For the last few years (or every other year), in the second half of the year, a strange thing happens.
I go through a minor or quasi-major health setback. I’m not kidding.
In 2014 November, I went through iPad shoulder which caused me to take a complete break from blogging.
In August of 2016, I witnessed something that shook me to my core and plunged me into deep anxiety for six months afterwards.
In July 2018, I injured my wrist. Even the doctors are not sure what caused it although they suspect it was an extension of Repetitive stress injury.
And in August of 2019, I have been experiencing headaches and minor eye strain, possibly due to prolonged screen time (mostly on the laptop).
Now, there was one part of me that was getting more than mildly annoyed by these ‘series of unfortunate events’. Then there was the other, more practical me looking at all of them in a ‘big picture’ moment.
Almost every incident, though, has helped me towards an epiphany of sorts. (You can blame it on all the self-improvement books I read. No, really! 😉 )
Things have changed from the time I started actively blogging in 2013. (Yes, I started blogging in 2007, but that was me, writing into the void without an audience).
I’ve been spending a lot of time looking at screens. But it’s not just that. As I look back at the last 6 years of blogging, I also see the add-ons that have happened, as a consequence.
As of today, I have a presence on Instagram, Facebook, Twitter and Pinterest. I have another blog (my main blog), my e-mail newsletter and my contacts on Whatsapp.
When you add all that up, it is a LOT of time spent looking at screens. I am not blaming the technology; instead, I am just stating it as fact.
Between social media and my blog, I wind up spending more than 10 hours a day looking at screens. Which, come to think of it, is pretty intense. (And I’m not even counting the hours spent on the Kindle or watching TV)
Last week, when I realised this, I took a step back and looked at the bigger picture.
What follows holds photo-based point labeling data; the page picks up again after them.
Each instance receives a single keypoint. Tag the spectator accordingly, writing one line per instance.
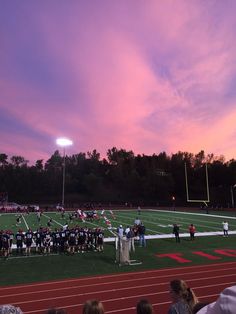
(225, 304)
(144, 307)
(198, 306)
(182, 296)
(10, 309)
(93, 307)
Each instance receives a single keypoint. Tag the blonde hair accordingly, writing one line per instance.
(181, 289)
(93, 307)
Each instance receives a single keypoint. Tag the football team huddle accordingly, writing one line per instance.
(44, 240)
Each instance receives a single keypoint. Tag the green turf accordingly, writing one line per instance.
(17, 270)
(156, 222)
(44, 268)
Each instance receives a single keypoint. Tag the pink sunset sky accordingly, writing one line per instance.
(147, 76)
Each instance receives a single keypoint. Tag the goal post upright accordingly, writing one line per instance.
(187, 187)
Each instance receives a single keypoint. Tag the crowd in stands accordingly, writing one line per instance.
(184, 301)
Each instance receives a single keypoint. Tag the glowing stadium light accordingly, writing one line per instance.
(64, 142)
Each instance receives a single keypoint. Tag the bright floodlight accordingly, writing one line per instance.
(64, 142)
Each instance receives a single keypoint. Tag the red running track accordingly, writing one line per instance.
(120, 292)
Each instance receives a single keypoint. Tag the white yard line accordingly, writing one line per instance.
(25, 222)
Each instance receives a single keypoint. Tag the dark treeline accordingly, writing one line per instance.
(121, 177)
What could I cut out of my day, to ensure I only use this to the most of my benefit?
That’s when I understood the power of our gifts and how we choose to use them.
If you were to ask me what gifts I had (in the blogging space), I’d say it’s the ability to engage with people online. And the ability to simplify something complex so more people can understand it.
I love engaging with my readers and followers, make no mistake about it. But I don’t have to do it every single day. There’s a reason we have rest days in a week. Time to put them to use.
Similarly, if I have to spend time on social media, I want to ensure it is for the right motives. Long-time friends of mine might have observed my unusual silence on platforms like Twitter and Facebook these days.
It’s for this reason: the time I spend there should be of value, both to those who follow me and for my own self.
I really don’t want this post to sound superior in any way and I hope it doesn’t. I just want you to consider why you are online and if you are using the time to your advantage.
And to examine if you are using your given gifts and talents, for the purpose that they exist.